Wednesday, April 08, 2009

RSS and Archive.org

While I'm a huge fan of Archive.org for the hosting and archiving of podcasts and audio artifacts one of the things that has always been a bit of a let down about the site is the general lack of RSS. While most other sites are now creating RSS feeds for every imaginable content view, Archive.org only has RSS for newly added items to the entire site. Not much help if you are trying to use the site to host podcasts for an event or a project and want those podcasts embedded in the project blog. This recently came up for me specifically in developing the Waiheke Podcasting Project on the Ning platform. After looking at a variety of free podcast hosting solutions I still considered Archive.org to be the most preferred. Not only are they a non-profit organization like we are, they just seem like the best place to store heritage style artifacts to describe our community because they have some solid sponsorships and a good reputation for the work they're doing. Also for our project a big plus was that they don't have a limit on the amount of podcasts that can be hosted there or their file size. This worked well for us because although Ning was going to be great as a community podcast site, it only allows 20MB uploads of audio and there is a limit to the amount of audio each user can have on the site.

All the podcasts that we hosted on Archive.org have a tag applied to them ... so this was halfway towards where I needed it to be. As long as members of the project uploaded their podcasts with the "waiheke podcasting project" tag then we could get a page that displayed all the posts. But how to get this into Ning? The solution was to use a service called Feed43. Feed43 is a free online service that converts any web page to an RSS feed on the fly. It's not as simple as just pointing the URL you want turned into RSS at Feed43 though, it requires a bit of tweaking but the results are pretty good and I now have an RSS feed from the Archive.org page that aggregates all the "waiheke podcasting project" tags, and displays them on our Ning page.

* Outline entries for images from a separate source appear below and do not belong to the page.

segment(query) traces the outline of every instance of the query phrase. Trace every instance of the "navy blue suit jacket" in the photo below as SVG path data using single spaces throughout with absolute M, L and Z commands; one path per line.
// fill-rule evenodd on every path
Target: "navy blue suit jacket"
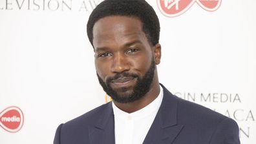
M 239 144 L 239 128 L 228 117 L 183 100 L 164 86 L 164 98 L 144 144 Z M 54 144 L 114 144 L 111 102 L 57 129 Z

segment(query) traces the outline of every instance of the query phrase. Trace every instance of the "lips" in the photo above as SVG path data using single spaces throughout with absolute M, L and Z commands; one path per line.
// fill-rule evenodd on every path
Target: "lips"
M 133 82 L 135 80 L 136 77 L 121 77 L 118 79 L 115 79 L 111 81 L 112 83 L 114 84 L 116 86 L 123 87 L 127 86 L 129 83 Z

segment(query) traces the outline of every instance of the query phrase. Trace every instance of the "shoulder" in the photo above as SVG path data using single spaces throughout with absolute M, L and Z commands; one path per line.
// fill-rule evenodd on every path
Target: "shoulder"
M 111 102 L 102 105 L 98 107 L 96 107 L 83 115 L 74 118 L 65 124 L 66 125 L 82 125 L 90 124 L 91 123 L 94 123 L 96 120 L 98 119 L 104 113 L 107 112 L 109 110 L 112 109 Z
M 76 131 L 80 129 L 81 130 L 84 130 L 85 128 L 88 128 L 88 127 L 96 124 L 102 118 L 102 116 L 109 112 L 111 110 L 112 110 L 111 102 L 102 105 L 64 123 L 62 125 L 61 130 L 76 130 Z

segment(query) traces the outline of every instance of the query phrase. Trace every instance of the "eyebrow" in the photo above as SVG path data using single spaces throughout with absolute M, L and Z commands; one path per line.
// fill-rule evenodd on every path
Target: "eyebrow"
M 127 43 L 125 43 L 123 47 L 128 47 L 131 45 L 134 45 L 136 43 L 142 43 L 142 42 L 139 40 L 135 40 L 131 42 L 129 42 Z M 98 51 L 106 51 L 107 50 L 109 50 L 109 48 L 107 46 L 103 46 L 103 47 L 96 47 L 95 48 L 95 52 L 98 52 Z

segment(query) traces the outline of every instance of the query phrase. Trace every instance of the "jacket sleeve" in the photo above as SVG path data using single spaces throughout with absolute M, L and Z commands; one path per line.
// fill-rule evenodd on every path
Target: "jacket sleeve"
M 55 137 L 54 140 L 54 144 L 61 144 L 60 138 L 61 138 L 61 130 L 62 125 L 63 124 L 61 124 L 58 127 L 56 132 L 55 133 Z
M 211 136 L 210 144 L 240 144 L 237 123 L 231 118 L 226 118 L 217 127 Z

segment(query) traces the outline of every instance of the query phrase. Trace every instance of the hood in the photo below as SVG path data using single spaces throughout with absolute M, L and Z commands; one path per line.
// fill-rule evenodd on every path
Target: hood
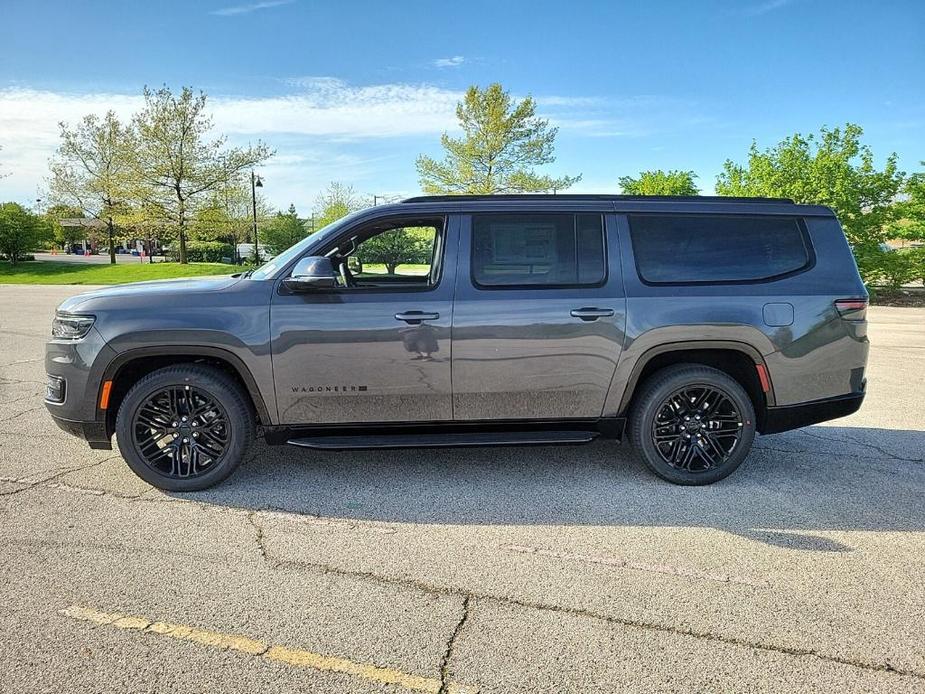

How It Works (the expurgated version)


Basically Feed43 goes off and grabs the URL you provide and displays the HTML generated from that page... so if you're scared of the sight of web page blood and guts then this might not be the job for you. From there you need to try to identify some unique HTML classes or IDs or whatever that is used to display the title, the URL, and any other descriptive information that you're interested in to generate your feed. This is called the search pattern and Feed43 uses the results of these patterns to create a fully formed RSS feed. There's a bit of mucking around in this bit and I didn't really have much luck with my trial-and-error start to this process until I had a good look at the tutorial - then it started to make sense, so I'd suggest doing that if this is something you need to do. Once you've got a result that looks like a nice feed Feed43 will generate you a URL that you can use as an RSS feed to link to from your blog or Ning site!

3 comments:

brent said...

One small thing though that i've noticed in looking into this further is that there's no way to make 'enclosures' using Feed43 .... so the RSS i've made while creating links to the podcasts won't actually let people play them from within their readers. I'm going to try to get a mate to run the feed thru Feedburner which apparently will try to make enclosures from a feed and see if that works.

Wayne said...

Have you explored what the NZ National Library are doing around the Digital Content initiative --- perhaps there's a solution here especially since the National Library have a commitment to archiving NZ cultural aritifacts.

brent said...

hmmm... as of today Feed43 seems to have been down for quite a while. Might need another solution.